Hey- this is so cool. For photo Thursday this week, I am posting a piece of art for inspiration that is about this exact idea. I want to try to think of what kind of picture would capture the things I've wanted to do all along, or capture a picture of the things everyone else thinks I should have done. Expectations. Interesting.

I loved this post Jessie.

Anonymous said...

oh jessie! i totally hear you on the external time gobblers. the requests sound more and more like shrill demands.

teaching fits for you? then do it! yes, yes, i can see this. just by writing this, you are teaching your readers to inquire about all of these things as well.

i like what sophie says ... about following the creatures into the woods. i spent some metaphorical time there and came out to here.

i've also taken lots of crazy leaps into the unknown, so now I know that they are not crazy or scary. they are opportunities to test faith and have fun!

and the jouney continues ...

Anonymous said...

Thanks. I needed that. In fact, I've needed all your posts this last week.

Thinking of you and the T word ...

And visioning ...

Anonymous said...

Hmmm...I've never done anything like this before (and it ties in so perfectly to my theme for 2007 which is abundance). I'll have to try this.

That is always the sense I get with you--so many possibilities, that you are hesitate to explore them, almost as if you are afraid that you'll be derailed and follow the wrong path or something. Well, let me tell you, chhota behen, that I don't think ANY of those dreams are wrong for you at all. I think that your life is a spiral, and regardless of the form it takes, you WILL fulfill your life's mission. I have faith.

Uh, and call me. ;)

xoxo,
m

kj said...

jessie, another great and real post from you that guides me on my own road. you are something else!

Anonymous said...

Finding the time to do anything these days has been so hard for me. I love your idea of just letting go. It's so simple in concept but also a leap of faith.
If you feel you know what your calling is or if you don't but you're reading to jump in anyway - I say go for it! Who knows what might happen?

Ces Adorio said...

Jessie, would you like to meet for coffee? Okay, I know you are busy :-).

Just kidding. I had to reread this post of yours as I am slow this season. I am hybernating. I know what you mean and I hope you follow your dream.

Is that your studio? If it is, then I envy you!

Anonymous said...

I love this post...this whole idea of what would happen if we let go of our expectations of what we think our future is "supposed" to look like...just live, just be, just let it play out, the adventures unknown, embracing the uncertainties, taking leaps, risks, chances...the dance of life!
You are such an inspiration to me! THANK YOU.
Love you bunches,
td

Susannah Conway said...

as always, this was just what i needed to read tonight.. thank you :-) xo

silverlight said...

When there is something we'd really like to do, there are two reasons we put it off.
One: we will fail.
Two: we will succeed. With success,
comes responsibility.
Scary.

Ces Adorio said...

Could not post a comment I did yesterday. Anyway to sum up:
Great post.
Is that your studio? I am jealous.
Even more so,
the paintings on the walls are gorgeous.
Introspection, always a good exercise.
Enjoying my visits here.

Anonymous said...

this somewhat ties in with the email you sent me, that i haven't responded to yet (eek.) but just say no.

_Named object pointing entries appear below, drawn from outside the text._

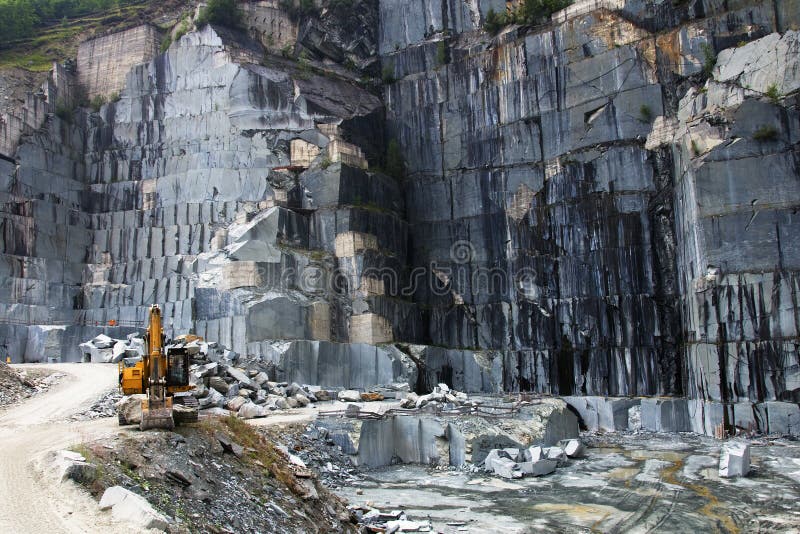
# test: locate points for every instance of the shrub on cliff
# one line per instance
(533, 11)
(222, 13)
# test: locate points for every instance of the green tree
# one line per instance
(221, 12)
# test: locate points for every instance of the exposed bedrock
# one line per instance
(554, 194)
(450, 440)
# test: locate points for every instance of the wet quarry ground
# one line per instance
(631, 482)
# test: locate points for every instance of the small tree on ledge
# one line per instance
(222, 13)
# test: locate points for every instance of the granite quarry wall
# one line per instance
(583, 210)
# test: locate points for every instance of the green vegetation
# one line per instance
(773, 93)
(387, 73)
(646, 113)
(441, 53)
(21, 18)
(97, 102)
(300, 9)
(63, 111)
(56, 37)
(493, 22)
(765, 133)
(709, 59)
(222, 13)
(395, 164)
(527, 12)
(165, 42)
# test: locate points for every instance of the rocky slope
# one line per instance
(583, 209)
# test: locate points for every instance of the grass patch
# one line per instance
(258, 451)
(59, 41)
(773, 93)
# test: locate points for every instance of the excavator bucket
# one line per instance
(157, 416)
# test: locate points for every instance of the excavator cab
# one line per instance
(163, 374)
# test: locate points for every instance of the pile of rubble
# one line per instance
(104, 349)
(105, 406)
(533, 461)
(375, 520)
(17, 385)
(442, 394)
(249, 392)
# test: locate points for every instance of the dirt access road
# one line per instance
(31, 499)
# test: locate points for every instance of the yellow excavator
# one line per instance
(163, 374)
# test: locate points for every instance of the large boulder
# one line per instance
(129, 409)
(734, 460)
(212, 400)
(132, 510)
(349, 395)
(250, 410)
(70, 465)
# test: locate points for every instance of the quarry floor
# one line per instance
(626, 483)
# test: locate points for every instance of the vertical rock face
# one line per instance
(103, 63)
(571, 230)
(582, 210)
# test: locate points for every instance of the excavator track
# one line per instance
(185, 409)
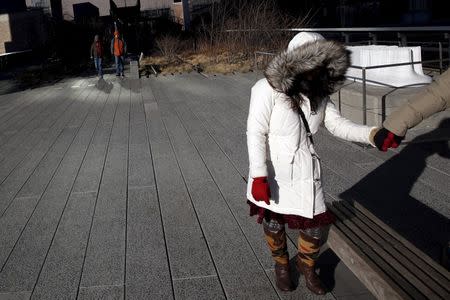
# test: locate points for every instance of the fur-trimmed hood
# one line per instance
(292, 70)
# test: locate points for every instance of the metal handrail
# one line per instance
(365, 80)
(375, 29)
(359, 29)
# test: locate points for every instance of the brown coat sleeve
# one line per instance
(434, 98)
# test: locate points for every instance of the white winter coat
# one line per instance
(278, 146)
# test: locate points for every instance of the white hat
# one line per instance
(303, 38)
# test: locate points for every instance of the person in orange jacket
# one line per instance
(97, 55)
(118, 49)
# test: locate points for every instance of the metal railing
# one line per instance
(402, 40)
(365, 80)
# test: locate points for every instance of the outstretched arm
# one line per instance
(434, 98)
(346, 129)
(258, 127)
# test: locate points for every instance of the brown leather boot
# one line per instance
(311, 279)
(283, 277)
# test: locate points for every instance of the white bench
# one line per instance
(399, 76)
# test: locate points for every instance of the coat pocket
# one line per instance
(283, 167)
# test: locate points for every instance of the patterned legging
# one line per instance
(309, 242)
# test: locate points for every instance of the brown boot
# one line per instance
(308, 252)
(276, 240)
(283, 277)
(311, 279)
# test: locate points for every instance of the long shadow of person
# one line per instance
(385, 192)
(104, 86)
(131, 84)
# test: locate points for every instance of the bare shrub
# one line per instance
(169, 46)
(246, 26)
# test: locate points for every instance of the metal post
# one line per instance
(346, 37)
(447, 37)
(402, 39)
(373, 36)
(364, 96)
(339, 101)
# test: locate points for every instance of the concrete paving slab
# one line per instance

the universe is questioning you right now before it gives you what you want and what you need - as it does before it bestows a huge gift. you said you need time, and that there are constant demands, so it's upping the pace on its interruptions.

sweetie, you are doing amazing things. you will be doing more amazing things, just breathe. and keep visioning.

Kristine said...

This is great! You have encouraged me to do some 'visioning'.

Anonymous said...

Great post, Jessie. Follow your heart and you won't go wrong.

Admin said...

perhaps it's synchronicity....because so many friends and bloggers are sharing their experiences of feeling as though they are on a verge of something...something new....some breakthrough in creative projects, a new event in their lives, new understandings, self-awareness, etc.. it's so beautiful to watch and to feel the same currents.